As dinner parties go, the forthcoming UN Food Summit in September is already a disaster. Would-be guests have declined the invitation because they can’t stomach what’s on the menu.
Citizen food and farming groups see the summit as a taster of an unpalatable new food order, wherein breathtakingly wealthy corporations and individuals push their self-serving strategies down our throats: a feast of artificial intelligence-controlled farming systems, genetic engineering, fake food, and assorted technocratic, industrial agriculture ‘solutions’.
The ‘cannot attend’ replies started coming in earlier this year when 550 civil society organisations, universities and social movements from across the world said they would boycott the summit and set up a parallel meeting.
Three UN special rapporteurs on the right to food – Michael Fakhri, Hilal Elver and Olivier de Schutter – also issued a statement. They said the ideas from farmers and food producers that should have been the talking points for a true ‘people’s summit’ – food sovereignty, agroecology, and relocalising farming systems – had ”effectively been shut out”. They believe the table is already set, the seating plan non-negotiable, the menu highly limited, and “the real conversation is actually happening at a different table”.
The less favourable table they have in mind is that of Klaus Schwab, boss of the World Economic Forum (WEF), solicitous host to Bill Gates and the Davos elite of powerful corporations. WEF signed a strategic partnership agreement with the UN secretary general last year, and its goal, according to the International Planning Committee for Food Sovereignty, “is harnessing the opportunities of the technological revolution for the benefit of transnational corporations and global financial capital”.
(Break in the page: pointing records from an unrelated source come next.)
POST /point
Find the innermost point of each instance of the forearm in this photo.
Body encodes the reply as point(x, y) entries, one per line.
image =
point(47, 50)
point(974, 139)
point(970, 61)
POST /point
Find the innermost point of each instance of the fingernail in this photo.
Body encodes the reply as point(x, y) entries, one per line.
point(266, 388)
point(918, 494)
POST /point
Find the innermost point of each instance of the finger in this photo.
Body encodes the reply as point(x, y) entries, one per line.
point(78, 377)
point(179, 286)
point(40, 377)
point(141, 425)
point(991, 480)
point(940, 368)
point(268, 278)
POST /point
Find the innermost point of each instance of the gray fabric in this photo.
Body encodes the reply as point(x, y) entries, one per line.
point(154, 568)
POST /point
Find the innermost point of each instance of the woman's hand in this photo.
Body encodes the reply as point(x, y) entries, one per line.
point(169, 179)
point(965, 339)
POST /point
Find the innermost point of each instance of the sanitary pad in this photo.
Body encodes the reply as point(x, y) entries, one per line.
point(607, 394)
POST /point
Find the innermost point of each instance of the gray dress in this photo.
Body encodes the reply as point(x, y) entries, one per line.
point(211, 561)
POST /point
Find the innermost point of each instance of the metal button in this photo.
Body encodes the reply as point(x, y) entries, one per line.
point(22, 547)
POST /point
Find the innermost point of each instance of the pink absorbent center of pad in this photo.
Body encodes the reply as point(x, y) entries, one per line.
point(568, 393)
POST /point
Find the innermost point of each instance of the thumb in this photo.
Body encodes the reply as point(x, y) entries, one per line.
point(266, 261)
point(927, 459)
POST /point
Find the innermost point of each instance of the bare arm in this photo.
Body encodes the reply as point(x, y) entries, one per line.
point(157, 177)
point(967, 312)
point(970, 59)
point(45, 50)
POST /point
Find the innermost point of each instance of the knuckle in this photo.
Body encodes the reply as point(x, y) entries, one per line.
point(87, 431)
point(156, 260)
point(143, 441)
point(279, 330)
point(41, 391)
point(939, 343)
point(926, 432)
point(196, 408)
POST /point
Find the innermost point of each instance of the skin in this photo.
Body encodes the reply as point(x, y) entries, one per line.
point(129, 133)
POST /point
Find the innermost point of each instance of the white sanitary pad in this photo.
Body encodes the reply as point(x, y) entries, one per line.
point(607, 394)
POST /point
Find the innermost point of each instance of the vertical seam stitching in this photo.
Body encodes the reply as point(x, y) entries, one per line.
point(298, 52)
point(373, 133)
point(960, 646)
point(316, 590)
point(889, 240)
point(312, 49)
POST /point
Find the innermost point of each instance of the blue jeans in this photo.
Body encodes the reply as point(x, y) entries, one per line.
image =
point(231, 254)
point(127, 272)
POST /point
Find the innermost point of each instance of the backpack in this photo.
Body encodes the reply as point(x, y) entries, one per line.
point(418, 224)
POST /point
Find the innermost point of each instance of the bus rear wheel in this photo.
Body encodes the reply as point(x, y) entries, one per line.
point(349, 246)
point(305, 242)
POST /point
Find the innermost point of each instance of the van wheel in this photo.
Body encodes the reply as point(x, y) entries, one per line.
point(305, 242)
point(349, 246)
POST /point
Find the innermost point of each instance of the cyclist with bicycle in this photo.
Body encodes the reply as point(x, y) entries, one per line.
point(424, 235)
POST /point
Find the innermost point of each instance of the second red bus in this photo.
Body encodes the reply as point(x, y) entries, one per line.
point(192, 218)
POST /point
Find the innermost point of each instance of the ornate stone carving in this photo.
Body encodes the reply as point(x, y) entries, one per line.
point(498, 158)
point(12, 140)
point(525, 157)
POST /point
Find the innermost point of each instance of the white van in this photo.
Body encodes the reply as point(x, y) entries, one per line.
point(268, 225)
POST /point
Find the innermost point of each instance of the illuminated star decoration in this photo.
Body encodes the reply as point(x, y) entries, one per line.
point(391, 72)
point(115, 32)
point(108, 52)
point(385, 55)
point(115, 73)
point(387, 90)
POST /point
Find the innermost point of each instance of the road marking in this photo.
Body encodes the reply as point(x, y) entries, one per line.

“It’s a poison summit,” says respected environmentalist Vandana Shiva. “The poison cartel, and Bill Gates, the billionaires are running it to push more poisons now under new names.”
Strong sentiment, but Shiva is only voicing an increasingly widespread view that WEF aims to use the event to manufacture democratic consent for the Davos food agenda (although WEF says it hasn’t played a central role in the summit’s planning). If WEF’s intention was indeed to have its approach apparently endorsed by civil society groups, it hasn’t worked. On the contrary, this summit looks more like the dinner party from hell.